Natalie Maroun : La France est plus que prête. Tout d'abord, le pays dispose d'une organisation prévue à cet effet comme je l'ai déjà dit, et ce à différentes échelles. L'armée également est prête à gérer ce risque éventuel, de même que la France dispose de l'équipement nécessaire pour isoler un individu porteur du virus. 

François Bricaire : Ce qui est sûr, c'est que la France s'y prépare. Maintenant, il convient de rester très modeste car les épidémies n'évoluent jamais tout à fait de la façon que vous avez prévu. Il convient donc d'être extrêmement vigilant : on peut toujours passer à côté d'un premier cas, et donc ainsi laisser se développer le risque de transmission à d'autres individus. 
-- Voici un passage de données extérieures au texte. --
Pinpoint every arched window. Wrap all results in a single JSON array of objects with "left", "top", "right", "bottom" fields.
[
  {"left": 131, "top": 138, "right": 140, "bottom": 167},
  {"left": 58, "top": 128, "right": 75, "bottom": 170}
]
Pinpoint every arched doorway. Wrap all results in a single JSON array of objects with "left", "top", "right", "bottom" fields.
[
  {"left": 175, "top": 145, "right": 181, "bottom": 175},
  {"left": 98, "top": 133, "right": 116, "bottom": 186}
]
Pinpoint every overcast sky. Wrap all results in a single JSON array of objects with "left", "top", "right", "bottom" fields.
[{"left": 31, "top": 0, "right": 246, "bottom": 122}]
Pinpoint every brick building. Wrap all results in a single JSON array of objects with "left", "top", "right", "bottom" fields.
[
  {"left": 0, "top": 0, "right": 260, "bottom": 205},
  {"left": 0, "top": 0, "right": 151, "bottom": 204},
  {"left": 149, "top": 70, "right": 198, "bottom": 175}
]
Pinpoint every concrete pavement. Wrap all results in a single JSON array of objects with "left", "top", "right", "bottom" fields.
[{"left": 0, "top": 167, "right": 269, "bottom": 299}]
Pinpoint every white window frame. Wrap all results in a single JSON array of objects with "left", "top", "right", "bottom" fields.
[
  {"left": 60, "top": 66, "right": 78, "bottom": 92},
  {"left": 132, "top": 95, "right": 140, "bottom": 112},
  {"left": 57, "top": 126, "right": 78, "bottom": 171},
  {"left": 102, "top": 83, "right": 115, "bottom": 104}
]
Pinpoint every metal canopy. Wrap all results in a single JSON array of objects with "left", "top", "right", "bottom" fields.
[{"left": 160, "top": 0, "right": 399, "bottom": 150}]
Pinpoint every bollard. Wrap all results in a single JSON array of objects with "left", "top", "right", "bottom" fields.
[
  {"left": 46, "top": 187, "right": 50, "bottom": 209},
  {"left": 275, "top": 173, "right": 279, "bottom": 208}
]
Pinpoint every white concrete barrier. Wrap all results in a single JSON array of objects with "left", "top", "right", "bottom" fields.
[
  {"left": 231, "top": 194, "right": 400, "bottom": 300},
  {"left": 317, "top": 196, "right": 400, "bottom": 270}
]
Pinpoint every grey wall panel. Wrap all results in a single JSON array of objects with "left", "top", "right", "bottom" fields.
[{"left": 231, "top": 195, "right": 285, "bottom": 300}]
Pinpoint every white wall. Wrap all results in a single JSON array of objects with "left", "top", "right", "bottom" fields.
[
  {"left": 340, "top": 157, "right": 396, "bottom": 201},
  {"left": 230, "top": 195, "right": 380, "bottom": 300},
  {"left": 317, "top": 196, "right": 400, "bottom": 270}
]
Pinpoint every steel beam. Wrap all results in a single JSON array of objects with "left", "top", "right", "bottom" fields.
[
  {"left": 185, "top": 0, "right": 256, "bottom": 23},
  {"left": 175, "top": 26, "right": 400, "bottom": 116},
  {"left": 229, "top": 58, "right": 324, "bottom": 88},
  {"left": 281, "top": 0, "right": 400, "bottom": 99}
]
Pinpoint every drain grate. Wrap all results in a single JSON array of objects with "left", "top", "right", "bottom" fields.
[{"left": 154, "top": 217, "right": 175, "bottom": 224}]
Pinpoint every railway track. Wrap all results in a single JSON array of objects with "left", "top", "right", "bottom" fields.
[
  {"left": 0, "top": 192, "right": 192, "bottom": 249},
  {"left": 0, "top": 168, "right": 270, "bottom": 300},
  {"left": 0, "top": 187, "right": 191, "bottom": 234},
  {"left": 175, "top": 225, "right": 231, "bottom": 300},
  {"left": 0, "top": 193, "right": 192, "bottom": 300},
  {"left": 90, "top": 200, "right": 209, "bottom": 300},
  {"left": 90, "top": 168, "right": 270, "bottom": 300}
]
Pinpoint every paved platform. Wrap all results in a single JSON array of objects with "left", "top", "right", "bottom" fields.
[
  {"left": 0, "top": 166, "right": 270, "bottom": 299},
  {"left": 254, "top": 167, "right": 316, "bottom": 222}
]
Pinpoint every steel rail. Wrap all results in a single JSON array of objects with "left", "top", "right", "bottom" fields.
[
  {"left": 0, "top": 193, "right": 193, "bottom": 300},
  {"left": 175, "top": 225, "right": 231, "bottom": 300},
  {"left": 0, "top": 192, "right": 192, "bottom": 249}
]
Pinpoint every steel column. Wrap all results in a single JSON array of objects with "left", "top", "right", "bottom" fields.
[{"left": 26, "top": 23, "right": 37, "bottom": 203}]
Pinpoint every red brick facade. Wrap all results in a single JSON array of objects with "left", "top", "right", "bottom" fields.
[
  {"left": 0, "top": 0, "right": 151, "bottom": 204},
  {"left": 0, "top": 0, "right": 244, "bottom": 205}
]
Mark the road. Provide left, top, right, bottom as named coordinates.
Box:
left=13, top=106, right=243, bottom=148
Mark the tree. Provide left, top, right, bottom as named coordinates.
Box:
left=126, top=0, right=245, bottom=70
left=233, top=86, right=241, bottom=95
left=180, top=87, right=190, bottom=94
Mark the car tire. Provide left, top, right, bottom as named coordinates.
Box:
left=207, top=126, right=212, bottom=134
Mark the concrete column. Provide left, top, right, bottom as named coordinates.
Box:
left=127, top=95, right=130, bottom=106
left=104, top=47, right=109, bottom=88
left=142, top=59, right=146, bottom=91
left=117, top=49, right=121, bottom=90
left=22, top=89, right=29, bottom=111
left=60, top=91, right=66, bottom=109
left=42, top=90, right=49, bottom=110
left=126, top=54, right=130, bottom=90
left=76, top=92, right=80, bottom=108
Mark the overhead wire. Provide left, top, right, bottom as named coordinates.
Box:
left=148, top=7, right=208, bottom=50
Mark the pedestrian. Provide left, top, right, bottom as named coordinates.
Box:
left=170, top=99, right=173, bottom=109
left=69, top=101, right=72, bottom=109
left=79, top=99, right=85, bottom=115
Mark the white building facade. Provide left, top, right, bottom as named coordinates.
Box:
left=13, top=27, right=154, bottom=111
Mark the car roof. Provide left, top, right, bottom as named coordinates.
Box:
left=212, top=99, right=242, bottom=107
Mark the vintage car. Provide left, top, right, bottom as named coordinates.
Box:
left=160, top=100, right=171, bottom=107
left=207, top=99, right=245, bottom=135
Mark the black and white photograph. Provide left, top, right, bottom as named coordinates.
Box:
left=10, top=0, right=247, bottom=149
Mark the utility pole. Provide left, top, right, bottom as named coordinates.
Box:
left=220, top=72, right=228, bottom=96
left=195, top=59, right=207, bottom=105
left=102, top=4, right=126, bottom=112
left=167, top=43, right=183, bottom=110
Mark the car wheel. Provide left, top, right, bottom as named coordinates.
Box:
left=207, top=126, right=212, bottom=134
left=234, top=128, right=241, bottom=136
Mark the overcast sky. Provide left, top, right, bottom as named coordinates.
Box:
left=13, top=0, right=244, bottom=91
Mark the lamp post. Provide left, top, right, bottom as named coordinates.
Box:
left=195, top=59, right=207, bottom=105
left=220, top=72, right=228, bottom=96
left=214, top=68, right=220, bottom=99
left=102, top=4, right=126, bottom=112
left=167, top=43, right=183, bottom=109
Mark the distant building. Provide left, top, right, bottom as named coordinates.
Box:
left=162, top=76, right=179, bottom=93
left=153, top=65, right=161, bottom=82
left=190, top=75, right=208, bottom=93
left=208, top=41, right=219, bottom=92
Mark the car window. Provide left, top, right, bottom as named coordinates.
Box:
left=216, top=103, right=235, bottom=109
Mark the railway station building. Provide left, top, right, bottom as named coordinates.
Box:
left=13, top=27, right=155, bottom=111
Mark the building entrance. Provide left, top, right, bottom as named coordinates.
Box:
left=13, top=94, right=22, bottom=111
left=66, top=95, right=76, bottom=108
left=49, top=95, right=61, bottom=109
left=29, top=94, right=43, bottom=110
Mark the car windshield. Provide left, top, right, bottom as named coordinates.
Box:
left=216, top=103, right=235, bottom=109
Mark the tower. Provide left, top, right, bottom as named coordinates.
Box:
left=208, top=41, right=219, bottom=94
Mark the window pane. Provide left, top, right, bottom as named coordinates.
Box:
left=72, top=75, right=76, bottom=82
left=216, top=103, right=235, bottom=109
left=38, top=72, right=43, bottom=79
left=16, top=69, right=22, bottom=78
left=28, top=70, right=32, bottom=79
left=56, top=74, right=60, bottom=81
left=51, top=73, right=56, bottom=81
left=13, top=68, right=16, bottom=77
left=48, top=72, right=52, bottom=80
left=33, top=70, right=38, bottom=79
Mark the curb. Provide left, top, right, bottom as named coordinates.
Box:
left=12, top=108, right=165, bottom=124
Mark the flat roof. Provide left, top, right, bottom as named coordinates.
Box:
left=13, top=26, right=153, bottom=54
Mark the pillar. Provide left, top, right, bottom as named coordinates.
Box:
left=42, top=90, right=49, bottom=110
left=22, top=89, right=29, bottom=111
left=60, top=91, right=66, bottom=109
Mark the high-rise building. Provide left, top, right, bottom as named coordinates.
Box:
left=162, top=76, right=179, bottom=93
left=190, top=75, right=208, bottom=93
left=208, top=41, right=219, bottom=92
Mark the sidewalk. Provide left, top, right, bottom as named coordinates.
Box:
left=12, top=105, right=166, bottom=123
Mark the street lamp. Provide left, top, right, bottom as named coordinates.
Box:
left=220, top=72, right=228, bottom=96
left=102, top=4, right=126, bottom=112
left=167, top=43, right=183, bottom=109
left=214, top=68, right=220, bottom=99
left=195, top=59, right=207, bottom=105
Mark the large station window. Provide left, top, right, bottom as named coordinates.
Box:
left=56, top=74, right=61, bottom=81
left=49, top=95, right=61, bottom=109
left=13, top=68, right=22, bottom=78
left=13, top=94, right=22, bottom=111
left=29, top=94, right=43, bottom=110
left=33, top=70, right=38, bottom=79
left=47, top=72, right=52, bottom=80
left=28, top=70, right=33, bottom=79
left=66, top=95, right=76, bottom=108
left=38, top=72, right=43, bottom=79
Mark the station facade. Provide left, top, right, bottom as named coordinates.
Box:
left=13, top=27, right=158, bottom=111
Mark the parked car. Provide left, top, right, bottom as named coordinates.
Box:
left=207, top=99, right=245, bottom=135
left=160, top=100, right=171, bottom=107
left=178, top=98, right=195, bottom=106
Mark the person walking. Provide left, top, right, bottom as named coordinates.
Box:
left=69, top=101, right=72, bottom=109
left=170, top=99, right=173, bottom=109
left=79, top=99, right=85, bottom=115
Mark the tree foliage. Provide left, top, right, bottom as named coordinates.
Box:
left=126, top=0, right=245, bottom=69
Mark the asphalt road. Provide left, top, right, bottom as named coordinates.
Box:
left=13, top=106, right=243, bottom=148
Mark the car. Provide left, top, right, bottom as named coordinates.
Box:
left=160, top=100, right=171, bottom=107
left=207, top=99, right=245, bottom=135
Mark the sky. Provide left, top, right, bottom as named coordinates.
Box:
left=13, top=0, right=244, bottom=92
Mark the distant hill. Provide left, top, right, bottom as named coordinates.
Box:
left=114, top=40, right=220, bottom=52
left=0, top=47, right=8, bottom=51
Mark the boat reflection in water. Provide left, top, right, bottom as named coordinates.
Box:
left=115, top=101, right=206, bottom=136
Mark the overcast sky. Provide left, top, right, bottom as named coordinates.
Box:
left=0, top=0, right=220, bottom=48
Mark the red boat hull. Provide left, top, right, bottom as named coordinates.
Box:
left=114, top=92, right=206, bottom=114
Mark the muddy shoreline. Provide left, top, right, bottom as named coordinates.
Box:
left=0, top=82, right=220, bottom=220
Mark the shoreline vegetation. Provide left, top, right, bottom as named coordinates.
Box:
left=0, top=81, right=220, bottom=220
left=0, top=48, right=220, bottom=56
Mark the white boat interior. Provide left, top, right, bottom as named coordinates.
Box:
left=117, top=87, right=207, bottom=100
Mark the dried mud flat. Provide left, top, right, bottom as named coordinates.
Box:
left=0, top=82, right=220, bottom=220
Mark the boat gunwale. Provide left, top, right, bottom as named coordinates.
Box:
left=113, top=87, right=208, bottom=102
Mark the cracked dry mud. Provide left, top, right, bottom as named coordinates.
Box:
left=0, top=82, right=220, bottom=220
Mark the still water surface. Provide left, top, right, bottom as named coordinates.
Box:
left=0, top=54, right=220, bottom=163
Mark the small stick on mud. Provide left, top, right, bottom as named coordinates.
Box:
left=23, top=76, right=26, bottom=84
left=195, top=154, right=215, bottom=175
Le système de surveillance à l'embarquement en Afrique actuellement mis en place, mais également dans les aéroports d'arrivée, vise précisément à éviter ce risque. 

Quelles sont les modalités de transmission du virus Ebola ? Quelle part de risque représente la transmission interhumaine ? Dans quelles circonstances survient-elle ? Comment prendre en considération ce risque pour le personnel médical en charge de s'occuper des patients atteints ? 

François Bricaire : Ebola est un virus qui se transmet par ce que l'on appelle les "humeurs", c'est-à-dire tous les liquides de l'organisme, à commencer par la sueur. Par conséquent, les contacts cutanés sont potentiellement à risque; il s'agit d'ailleurs de la façon la plus commune de transmission interhumaine du virus. Il est donc impératif de prendre des précautions afin d'éviter ces contacts cutanés. 

Le personnel de santé est effectivement souvent concerné par ce risque de transmission surtout si les connaissances sur ce risque sont faibles. Dès que le risque est connnu, il convient impérativement de porter des gants qui assurent la protection lors de l'auscultation d'un individu malade, mais également un masque, des lunettes, et une blouse de protection. 

Quels sont les symptômes déclarés chez un patient atteint du virus ? A combien de temps est portée la période d'incubation ? Quelles actions mettre en oeuvre durant cette période ? Quelle est le degré de fiabilité du diagnostic ? 

François Bricaire : Cette maladie se manifeste généralement par de la fièvre, des maux de tête, un mal de gorge également au début. Puis très vite, apparaissent d'autres symptômes tels que la diarhée ou des signes hémoragiques ce qui fait d'ailleurs toute la gravité de la maladie, en particulier les saignements digestifs responsables du décès des patients atteints. 

La période d'incubation est d'une dizaine de jours généralement, pouvant aller jusqu'à 3 semaines. Pendant cette période d'incubation, il n'y a pas de transmission : ainsi, un sujet en période d'incubation ne peut pas transmettre la maladie. La transmission interhumaine n'intervient qu'à partir du moment où les premiers symptômes de la maladie apparaissent.

Il est vrai qu'il existe plusieurs virus responsables de symptômes similaires à ceux d'Ebola, ce que l'on regroupe dans la famille des fièvres hémoragiques africaines. Ebola fait partie des virus les plus agressifs de ce groupe. La fiabilité du diagnostic repose alors sur les test réalisés : à partir du moment où l'on dispose de prélèvements sanguins et qu'on pense à rechercher le virus, celui-ci peut se trouver facilement. Les données épidémiologiques déjà existantes permettent également la confirmation ou non du diagnostic : ce type de maladie apparaît généralement en zone de forêts, dans des villages où les premiers malades présentent des symptômes similaires à ceux décrits précedemment, et décèdent malheureusement au bout de quelques jours. 

Quel est l'environnement le plus propice au développement et à la propagation du virus ? La France fait-elle face à une réelle menace ? 

François Bricaire: A priori, le milieu le plus propice est donc le milieu forestier comme je le disais, les premières victimes du virus Ebola étant les singes des forêts tropicales, ce qui explique que la plupart des épidémies sévissent en Afrique et surtout dans les zones tropicales, que se soit au Zaïre ou au Congo, ou plus récemment en Sierre-Léone ou au Liberia.

La France, et d'une façon plus générale les pays européens, doivent essentiellement craindre les sujets ayant été sur place, qui auraient alors contracté la maladie et seraient de retour durant leur phase d'incubation pour déclarer la maladie sur le continent européen.